Consider the Lilies of the Field
Today, as I was sitting in mass (I’ll admit, my mind wandering a bit as I tried to split my focus between the adorable baby cooing in my lap and Jesus in front of me- I console myself with the idea that Jesus would approve of the distraction), I heard my favorite passage: Matthew 6:25. It’s funny because I had just been discussing it and could swear I heard it recently but I must have needed it again. When I heard the words, I closed my eyes and listened.
“Consider the lilies of the field, how they grow; they neither toil nor spin; yet I tell you, even Solomon in all his glory was not arrayed like one of these.”
As someone who deals regularly with anxiety and the overwhelm of balancing everyday life as a mother to four, there is something beautiful about Matthew’s words. They speak to my heart and remind me that today’s worries though real, pale in comparison to the promises of true life with God. They remind me that we are not defined by our net worth or the fancy car that sits in our three car garage (though the latter would be nice- I don’t think anyone would call my crumb filled mini van fancy, nor could you fit even one car in our cluttered garage).
Yes, my husband and I must work to feed and clothe our children. Yet, when I’m stressing about the ever present medical bills (is it just me or is there always something?) or the ever growing grocery list, it’s good to remember: God provides. It may not always be easy. It may not always be naturally abundant (I have gone through seasons of not being able to buy the extras and you know what? It was okay. I was happy). Times will be hard. That’s life. Through it all, the one thing that keeps my head above water, is the idea that God knows all and in His providence He will provide.
As a mother, there is always something to worry about. I still go in to check on little breathing chests when nap time extends a little too long. I worry about them when they have play dates- every exaggerated wail brings visions of broken bones or split heads. I worry about homeschooling- will the five year old ever learn her letters and is the eight year old falling behind in history? Will the two, almost three year old, be in diapers ’til college (my mom assures me he will not)? I take solace in this:
“Do not be anxious about tomorrow, for tomorrow will be anxious for itself. Let the day’s own trouble be sufficient for the day.”
Truer words have never been written. So, I’ll embrace today- sticky little fingers of a lollipop covered toddler and all.
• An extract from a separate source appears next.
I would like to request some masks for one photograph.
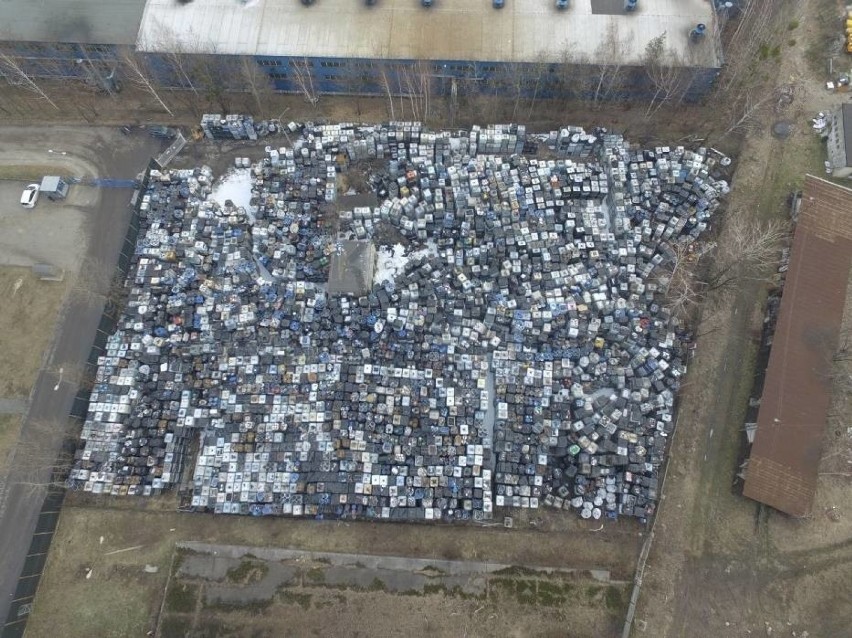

Therefore I tell you, do not be anxious about your life, what you shall eat or what you shall drink, nor about your body, what you shall put on. Is not life more than food, and the body more than clothing?
Look at the birds of the air: they neither sow nor reap nor gather into barns, and yet your heavenly Father feeds them. Are you not of more value than they?
And which of you by being anxious can add one cubit to his span of life?
And why are you anxious about clothing? Consider the lilies of the field, how they grow; they neither toil nor spin; yet I tell you, even Solomon in all his glory was not arrayed like one of these.
But if God so clothes the grass of the field, which today is alive and tomorrow is thrown into the oven, will he not much more clothe you, O men of little faith?
Therefore do not be anxious, saying, `What shall we eat?’ or `What shall we drink?’ or `What shall we wear?’
For the Gentiles seek all these things; and your heavenly Father knows that you need them all.
But seek first his kingdom and his righteousness, and all these things shall be yours as well.
Therefore do not be anxious about tomorrow, for tomorrow will be anxious for itself. Let the day’s own trouble be sufficient for the day.